Anak Desa Jangan Jadi Kuli di Kota : Bangunkan Lahan Tidur

Sumber Gambar: greentradecambodia.com

Usai melakukan wawancara dengan berjalan kaki menyusuri desa, kami beristirahat dan berdiskusi mengenai hasil wawancara. Setelah Dhuhur baru kami berangkat ke kantor desa untuk melakukan diskusi kelompok. Namun karena tidak ada satupun warga yang hadir akhirnya kami melakukan diskusi kelompok dengan Kaur desa. (Bagaimana cara mengundang masyarakat desa untuk berkumpul?) 

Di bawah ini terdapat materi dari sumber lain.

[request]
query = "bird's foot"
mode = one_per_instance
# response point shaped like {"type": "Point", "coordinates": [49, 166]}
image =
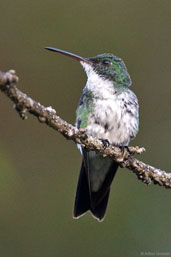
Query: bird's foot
{"type": "Point", "coordinates": [123, 147]}
{"type": "Point", "coordinates": [105, 142]}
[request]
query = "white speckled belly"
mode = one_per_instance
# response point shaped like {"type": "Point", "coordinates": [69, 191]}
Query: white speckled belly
{"type": "Point", "coordinates": [110, 120]}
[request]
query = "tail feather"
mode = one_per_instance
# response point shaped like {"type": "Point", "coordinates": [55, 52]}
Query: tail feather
{"type": "Point", "coordinates": [96, 202]}
{"type": "Point", "coordinates": [82, 199]}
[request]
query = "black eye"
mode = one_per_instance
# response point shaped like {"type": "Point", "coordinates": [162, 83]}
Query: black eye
{"type": "Point", "coordinates": [106, 62]}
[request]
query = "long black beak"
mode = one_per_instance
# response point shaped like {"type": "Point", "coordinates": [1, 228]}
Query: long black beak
{"type": "Point", "coordinates": [74, 56]}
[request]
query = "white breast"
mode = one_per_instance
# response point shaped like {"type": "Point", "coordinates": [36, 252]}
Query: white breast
{"type": "Point", "coordinates": [109, 119]}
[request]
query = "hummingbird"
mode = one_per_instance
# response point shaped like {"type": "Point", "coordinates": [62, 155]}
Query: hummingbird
{"type": "Point", "coordinates": [109, 111]}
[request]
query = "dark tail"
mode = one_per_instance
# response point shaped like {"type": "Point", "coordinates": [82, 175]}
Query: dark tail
{"type": "Point", "coordinates": [96, 202]}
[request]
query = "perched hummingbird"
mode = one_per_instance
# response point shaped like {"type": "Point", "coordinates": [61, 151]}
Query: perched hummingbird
{"type": "Point", "coordinates": [108, 110]}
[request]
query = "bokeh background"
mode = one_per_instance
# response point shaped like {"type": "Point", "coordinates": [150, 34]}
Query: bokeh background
{"type": "Point", "coordinates": [39, 168]}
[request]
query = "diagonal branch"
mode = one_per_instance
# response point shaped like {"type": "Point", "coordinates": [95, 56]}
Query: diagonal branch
{"type": "Point", "coordinates": [47, 115]}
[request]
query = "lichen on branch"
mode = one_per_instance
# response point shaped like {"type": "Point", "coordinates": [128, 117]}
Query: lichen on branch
{"type": "Point", "coordinates": [47, 115]}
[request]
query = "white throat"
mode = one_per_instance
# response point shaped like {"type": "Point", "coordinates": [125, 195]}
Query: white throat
{"type": "Point", "coordinates": [100, 87]}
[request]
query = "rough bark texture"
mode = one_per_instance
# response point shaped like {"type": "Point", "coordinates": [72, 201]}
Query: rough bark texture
{"type": "Point", "coordinates": [24, 105]}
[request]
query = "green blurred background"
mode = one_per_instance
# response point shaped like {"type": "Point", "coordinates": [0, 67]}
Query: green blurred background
{"type": "Point", "coordinates": [39, 168]}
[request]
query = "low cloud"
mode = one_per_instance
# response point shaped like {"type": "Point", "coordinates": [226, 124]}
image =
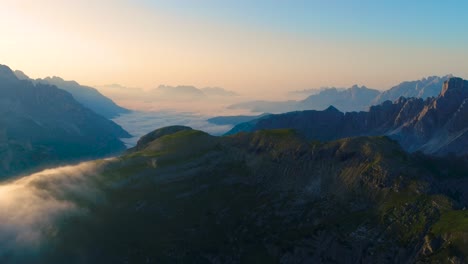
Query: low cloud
{"type": "Point", "coordinates": [141, 123]}
{"type": "Point", "coordinates": [31, 206]}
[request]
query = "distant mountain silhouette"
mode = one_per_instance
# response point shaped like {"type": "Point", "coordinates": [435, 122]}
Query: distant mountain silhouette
{"type": "Point", "coordinates": [347, 100]}
{"type": "Point", "coordinates": [42, 125]}
{"type": "Point", "coordinates": [424, 88]}
{"type": "Point", "coordinates": [186, 92]}
{"type": "Point", "coordinates": [435, 125]}
{"type": "Point", "coordinates": [87, 96]}
{"type": "Point", "coordinates": [233, 120]}
{"type": "Point", "coordinates": [352, 99]}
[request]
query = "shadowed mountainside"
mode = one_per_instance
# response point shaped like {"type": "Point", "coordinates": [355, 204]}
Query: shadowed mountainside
{"type": "Point", "coordinates": [42, 125]}
{"type": "Point", "coordinates": [352, 99]}
{"type": "Point", "coordinates": [87, 96]}
{"type": "Point", "coordinates": [269, 196]}
{"type": "Point", "coordinates": [435, 126]}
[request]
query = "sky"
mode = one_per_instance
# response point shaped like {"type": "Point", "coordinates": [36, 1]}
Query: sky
{"type": "Point", "coordinates": [254, 47]}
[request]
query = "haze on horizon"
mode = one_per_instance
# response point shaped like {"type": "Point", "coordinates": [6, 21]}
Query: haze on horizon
{"type": "Point", "coordinates": [251, 47]}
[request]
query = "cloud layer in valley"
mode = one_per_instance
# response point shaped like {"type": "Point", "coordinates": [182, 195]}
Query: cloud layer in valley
{"type": "Point", "coordinates": [31, 207]}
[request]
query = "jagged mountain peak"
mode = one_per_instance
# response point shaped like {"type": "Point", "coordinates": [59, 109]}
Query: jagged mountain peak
{"type": "Point", "coordinates": [454, 85]}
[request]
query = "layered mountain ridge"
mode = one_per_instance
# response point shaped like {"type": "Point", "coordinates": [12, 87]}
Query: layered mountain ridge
{"type": "Point", "coordinates": [435, 125]}
{"type": "Point", "coordinates": [355, 98]}
{"type": "Point", "coordinates": [87, 96]}
{"type": "Point", "coordinates": [268, 196]}
{"type": "Point", "coordinates": [41, 125]}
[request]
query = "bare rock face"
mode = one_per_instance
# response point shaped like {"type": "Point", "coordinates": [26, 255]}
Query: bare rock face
{"type": "Point", "coordinates": [41, 126]}
{"type": "Point", "coordinates": [436, 125]}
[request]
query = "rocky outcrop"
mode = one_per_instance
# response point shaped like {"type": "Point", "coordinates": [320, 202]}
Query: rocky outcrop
{"type": "Point", "coordinates": [41, 125]}
{"type": "Point", "coordinates": [435, 125]}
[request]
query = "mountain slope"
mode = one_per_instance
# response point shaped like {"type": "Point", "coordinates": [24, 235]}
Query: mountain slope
{"type": "Point", "coordinates": [41, 125]}
{"type": "Point", "coordinates": [87, 96]}
{"type": "Point", "coordinates": [435, 125]}
{"type": "Point", "coordinates": [268, 196]}
{"type": "Point", "coordinates": [352, 99]}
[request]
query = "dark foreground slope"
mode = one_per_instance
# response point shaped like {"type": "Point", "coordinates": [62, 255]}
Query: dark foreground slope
{"type": "Point", "coordinates": [437, 125]}
{"type": "Point", "coordinates": [42, 125]}
{"type": "Point", "coordinates": [87, 96]}
{"type": "Point", "coordinates": [183, 196]}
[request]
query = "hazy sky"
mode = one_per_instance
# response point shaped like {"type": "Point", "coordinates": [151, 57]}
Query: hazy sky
{"type": "Point", "coordinates": [253, 47]}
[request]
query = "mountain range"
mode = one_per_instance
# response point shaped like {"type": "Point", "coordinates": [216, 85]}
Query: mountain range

Tahun 80-an Desa Barengkok masih dipenuhi sawah dan hutan. Sulitnya air dan akses informasi mengenai perkembangan pertanian membuat banyak petani beralih profesi menjadi pedagang. Kegiatan pertanian pun hanya dilakukan oleh petani penggarap bukan petani pemilik. Bahkan ada banyak “lahan tidur” karena diabaikan pemiliknya. Masyarakat lebih senang bekerja di kota walaupun hanya menjadi pengamen.

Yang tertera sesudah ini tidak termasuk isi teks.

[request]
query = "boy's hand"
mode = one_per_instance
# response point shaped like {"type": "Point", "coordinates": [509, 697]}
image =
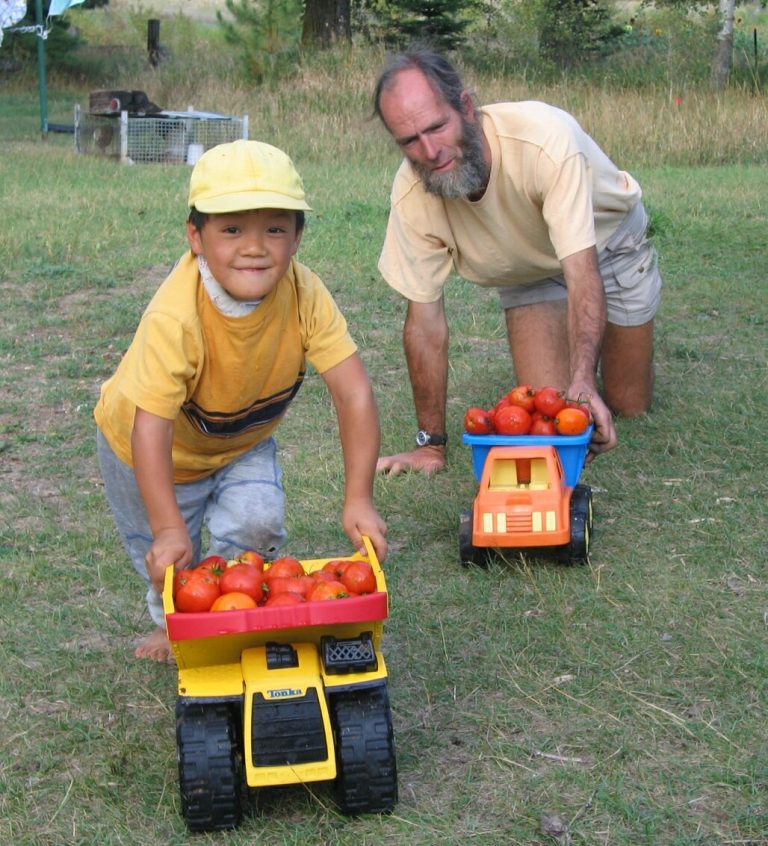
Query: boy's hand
{"type": "Point", "coordinates": [170, 546]}
{"type": "Point", "coordinates": [361, 518]}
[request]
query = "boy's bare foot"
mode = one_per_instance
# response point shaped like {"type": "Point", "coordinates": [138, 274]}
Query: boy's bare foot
{"type": "Point", "coordinates": [156, 646]}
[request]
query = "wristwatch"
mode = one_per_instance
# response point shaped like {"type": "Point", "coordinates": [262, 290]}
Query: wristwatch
{"type": "Point", "coordinates": [424, 438]}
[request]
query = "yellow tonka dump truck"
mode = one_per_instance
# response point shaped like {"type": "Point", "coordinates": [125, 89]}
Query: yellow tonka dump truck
{"type": "Point", "coordinates": [528, 497]}
{"type": "Point", "coordinates": [279, 696]}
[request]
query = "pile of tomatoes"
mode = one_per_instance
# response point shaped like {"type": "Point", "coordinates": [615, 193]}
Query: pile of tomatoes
{"type": "Point", "coordinates": [526, 410]}
{"type": "Point", "coordinates": [247, 581]}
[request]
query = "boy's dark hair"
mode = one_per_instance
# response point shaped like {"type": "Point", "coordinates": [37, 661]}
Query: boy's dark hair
{"type": "Point", "coordinates": [199, 219]}
{"type": "Point", "coordinates": [440, 73]}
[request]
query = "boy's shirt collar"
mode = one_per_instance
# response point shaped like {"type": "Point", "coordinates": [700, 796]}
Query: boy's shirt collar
{"type": "Point", "coordinates": [220, 298]}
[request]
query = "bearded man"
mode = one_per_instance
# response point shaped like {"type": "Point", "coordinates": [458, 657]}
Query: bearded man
{"type": "Point", "coordinates": [518, 197]}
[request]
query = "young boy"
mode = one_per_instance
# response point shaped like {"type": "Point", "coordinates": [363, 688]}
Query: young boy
{"type": "Point", "coordinates": [186, 422]}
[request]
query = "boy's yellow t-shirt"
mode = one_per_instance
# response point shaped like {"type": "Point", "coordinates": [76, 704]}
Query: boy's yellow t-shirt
{"type": "Point", "coordinates": [551, 193]}
{"type": "Point", "coordinates": [225, 381]}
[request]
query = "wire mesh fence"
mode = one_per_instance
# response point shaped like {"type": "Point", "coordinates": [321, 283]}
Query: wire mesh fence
{"type": "Point", "coordinates": [168, 137]}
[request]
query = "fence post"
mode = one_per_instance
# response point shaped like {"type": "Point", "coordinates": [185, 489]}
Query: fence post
{"type": "Point", "coordinates": [153, 41]}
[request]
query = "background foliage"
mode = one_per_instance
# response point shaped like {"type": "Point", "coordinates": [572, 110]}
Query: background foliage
{"type": "Point", "coordinates": [624, 700]}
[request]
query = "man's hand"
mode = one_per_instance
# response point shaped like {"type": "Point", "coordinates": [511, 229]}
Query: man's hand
{"type": "Point", "coordinates": [428, 460]}
{"type": "Point", "coordinates": [604, 436]}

Petanian di Bogor Barat termasuk dalam kategori pertanian yang tidak berkembang karena berbagai macam sebab. Beberapa diantaranya adalah: penyuluhan pertanian kurang, lahan semakin sempit, faktor “malu” bekerja di bidang pertanian yang dialami generasi muda, tidak adanya kemauan bertani, dan banyak masalah lainnya. Peran IPB sebagai universitas dengan kualitas jurusan pertanian terbaik se-Indonesia tentu saja dipertanyakan oleh masyarakat Bogor, terutama Bogor Barat. Menurut mereka pengabdian IPB untuk pertanian di sekitarnya sangat minim.

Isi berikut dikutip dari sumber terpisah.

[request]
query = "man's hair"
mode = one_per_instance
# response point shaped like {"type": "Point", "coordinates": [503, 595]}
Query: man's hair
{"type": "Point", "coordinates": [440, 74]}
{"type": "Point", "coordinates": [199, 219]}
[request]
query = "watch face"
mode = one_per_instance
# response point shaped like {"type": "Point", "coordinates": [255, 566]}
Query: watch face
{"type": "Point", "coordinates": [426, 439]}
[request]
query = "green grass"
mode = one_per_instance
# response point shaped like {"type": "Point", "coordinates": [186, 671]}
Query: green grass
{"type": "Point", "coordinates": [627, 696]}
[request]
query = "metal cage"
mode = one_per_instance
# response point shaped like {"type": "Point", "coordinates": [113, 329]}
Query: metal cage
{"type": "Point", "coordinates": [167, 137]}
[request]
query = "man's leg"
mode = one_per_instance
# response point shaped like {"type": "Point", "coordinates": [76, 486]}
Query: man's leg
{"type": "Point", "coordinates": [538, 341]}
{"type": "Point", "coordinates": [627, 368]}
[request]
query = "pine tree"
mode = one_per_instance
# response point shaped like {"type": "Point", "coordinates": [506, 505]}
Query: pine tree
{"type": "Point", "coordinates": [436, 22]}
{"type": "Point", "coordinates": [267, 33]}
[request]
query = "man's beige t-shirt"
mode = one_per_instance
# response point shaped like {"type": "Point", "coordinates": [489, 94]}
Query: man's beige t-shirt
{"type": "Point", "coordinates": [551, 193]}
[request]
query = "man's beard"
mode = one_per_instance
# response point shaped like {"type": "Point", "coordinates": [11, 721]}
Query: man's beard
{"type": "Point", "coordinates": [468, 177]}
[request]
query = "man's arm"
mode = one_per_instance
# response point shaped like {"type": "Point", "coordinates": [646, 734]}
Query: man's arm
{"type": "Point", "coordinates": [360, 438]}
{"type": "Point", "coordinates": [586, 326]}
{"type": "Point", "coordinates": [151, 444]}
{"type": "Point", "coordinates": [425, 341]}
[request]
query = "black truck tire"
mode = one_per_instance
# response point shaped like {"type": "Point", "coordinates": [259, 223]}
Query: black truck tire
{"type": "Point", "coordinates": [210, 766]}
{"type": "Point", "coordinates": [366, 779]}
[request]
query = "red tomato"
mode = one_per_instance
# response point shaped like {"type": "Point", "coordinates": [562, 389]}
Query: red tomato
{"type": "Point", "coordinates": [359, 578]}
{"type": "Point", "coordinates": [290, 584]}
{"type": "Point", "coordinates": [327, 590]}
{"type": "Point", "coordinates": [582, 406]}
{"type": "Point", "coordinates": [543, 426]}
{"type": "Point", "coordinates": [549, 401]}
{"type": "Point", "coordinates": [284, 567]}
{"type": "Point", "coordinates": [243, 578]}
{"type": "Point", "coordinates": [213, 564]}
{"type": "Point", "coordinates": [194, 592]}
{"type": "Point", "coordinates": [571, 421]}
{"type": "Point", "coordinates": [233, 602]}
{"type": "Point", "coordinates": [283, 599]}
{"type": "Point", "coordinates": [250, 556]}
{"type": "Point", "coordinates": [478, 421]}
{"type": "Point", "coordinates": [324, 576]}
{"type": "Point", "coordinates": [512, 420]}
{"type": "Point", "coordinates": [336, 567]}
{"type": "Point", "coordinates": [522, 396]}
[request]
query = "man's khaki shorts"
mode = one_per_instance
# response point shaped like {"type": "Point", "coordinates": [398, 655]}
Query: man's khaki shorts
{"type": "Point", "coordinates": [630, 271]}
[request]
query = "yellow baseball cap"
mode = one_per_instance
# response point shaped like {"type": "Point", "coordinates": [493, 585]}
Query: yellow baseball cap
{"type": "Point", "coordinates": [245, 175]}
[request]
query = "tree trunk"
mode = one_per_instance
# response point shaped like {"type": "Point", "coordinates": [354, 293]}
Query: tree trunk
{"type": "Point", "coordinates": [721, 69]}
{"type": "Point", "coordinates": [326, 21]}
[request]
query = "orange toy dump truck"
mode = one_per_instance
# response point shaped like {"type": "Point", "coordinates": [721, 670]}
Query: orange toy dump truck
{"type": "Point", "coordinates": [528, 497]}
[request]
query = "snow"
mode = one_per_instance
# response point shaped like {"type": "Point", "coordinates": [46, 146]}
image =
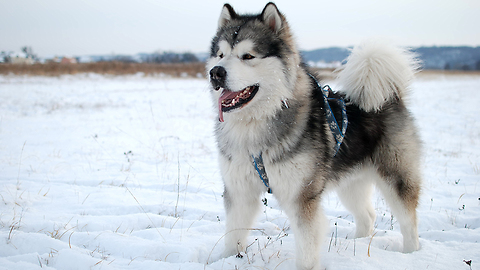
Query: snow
{"type": "Point", "coordinates": [121, 172]}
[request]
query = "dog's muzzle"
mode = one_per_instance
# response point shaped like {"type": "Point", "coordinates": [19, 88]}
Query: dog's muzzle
{"type": "Point", "coordinates": [218, 77]}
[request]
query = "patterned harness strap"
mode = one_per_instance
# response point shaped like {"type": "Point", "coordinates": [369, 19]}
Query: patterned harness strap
{"type": "Point", "coordinates": [337, 131]}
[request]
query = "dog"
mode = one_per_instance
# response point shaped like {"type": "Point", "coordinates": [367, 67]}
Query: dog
{"type": "Point", "coordinates": [274, 132]}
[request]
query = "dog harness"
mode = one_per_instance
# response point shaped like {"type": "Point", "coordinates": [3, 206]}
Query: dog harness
{"type": "Point", "coordinates": [338, 133]}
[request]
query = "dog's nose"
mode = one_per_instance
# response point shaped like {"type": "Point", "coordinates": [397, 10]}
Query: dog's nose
{"type": "Point", "coordinates": [218, 75]}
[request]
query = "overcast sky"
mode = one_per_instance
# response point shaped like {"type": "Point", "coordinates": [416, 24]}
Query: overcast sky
{"type": "Point", "coordinates": [83, 27]}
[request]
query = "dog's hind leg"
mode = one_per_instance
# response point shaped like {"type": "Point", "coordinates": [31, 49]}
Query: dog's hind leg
{"type": "Point", "coordinates": [242, 206]}
{"type": "Point", "coordinates": [401, 188]}
{"type": "Point", "coordinates": [308, 224]}
{"type": "Point", "coordinates": [356, 196]}
{"type": "Point", "coordinates": [402, 195]}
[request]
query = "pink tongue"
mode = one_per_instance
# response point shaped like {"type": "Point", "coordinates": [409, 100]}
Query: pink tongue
{"type": "Point", "coordinates": [226, 94]}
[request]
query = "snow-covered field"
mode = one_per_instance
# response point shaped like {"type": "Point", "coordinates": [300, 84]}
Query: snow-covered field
{"type": "Point", "coordinates": [100, 172]}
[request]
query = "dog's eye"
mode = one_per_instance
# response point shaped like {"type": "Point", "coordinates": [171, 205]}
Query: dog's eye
{"type": "Point", "coordinates": [247, 56]}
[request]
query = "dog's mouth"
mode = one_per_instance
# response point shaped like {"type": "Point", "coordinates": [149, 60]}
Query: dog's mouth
{"type": "Point", "coordinates": [233, 100]}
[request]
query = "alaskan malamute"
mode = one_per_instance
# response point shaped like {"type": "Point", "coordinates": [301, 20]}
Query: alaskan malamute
{"type": "Point", "coordinates": [275, 132]}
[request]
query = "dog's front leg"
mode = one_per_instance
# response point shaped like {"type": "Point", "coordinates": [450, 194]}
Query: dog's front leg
{"type": "Point", "coordinates": [241, 205]}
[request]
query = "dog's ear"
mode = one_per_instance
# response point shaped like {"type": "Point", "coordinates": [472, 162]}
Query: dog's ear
{"type": "Point", "coordinates": [272, 17]}
{"type": "Point", "coordinates": [228, 14]}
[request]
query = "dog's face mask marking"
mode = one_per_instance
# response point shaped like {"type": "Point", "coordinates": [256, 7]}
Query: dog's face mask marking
{"type": "Point", "coordinates": [239, 59]}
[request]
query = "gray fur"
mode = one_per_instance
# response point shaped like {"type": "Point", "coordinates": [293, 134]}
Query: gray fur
{"type": "Point", "coordinates": [285, 121]}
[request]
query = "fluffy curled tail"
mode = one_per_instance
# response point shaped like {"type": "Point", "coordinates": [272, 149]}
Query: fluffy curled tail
{"type": "Point", "coordinates": [376, 73]}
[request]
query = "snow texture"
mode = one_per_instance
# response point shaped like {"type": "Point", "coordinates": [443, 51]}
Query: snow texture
{"type": "Point", "coordinates": [100, 172]}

Petani cukup lemah di bagian pemasaran sehingga usaha mereka tidak berkelanjutan. Kurangnya kesadaran, pengetahuan dan keterampilan, serta pengawasan dan bimbingan membuat pertanian semakin mundur. Ibu Ubeti, ketua LPM memberi kami nasehat bahwa ilmu yang sedikit akan sangat bermanfaat jika dibawa ke orang yang butuh ilmu, tapi akan menjadi biasa saja jika dibawa ke orang yang memiliki banyak ilmu. Untuk itu ibu Ubeti menyarankan kami untuk kembali ke desa dan membangunnya, jangan bangga justru ketika bisa memajukan perusahaan besar milik asing yang secara nyata menginjak hak-hak bangsa kita. Beliau sudah memulainya dengan membangun taman baca anak dan pasar kaget di kantor desa untuk mendekatkan pasar pada masyarakat.

Pertanian Desa Barengkok perlahan mengalami pengikisan dan saat mereka sadar sekarang, pengikisan sudah sampai pada titik kritis. Untuk itu pemerintah Desa Barengkok akan berjuang untuk membangunnya kembali.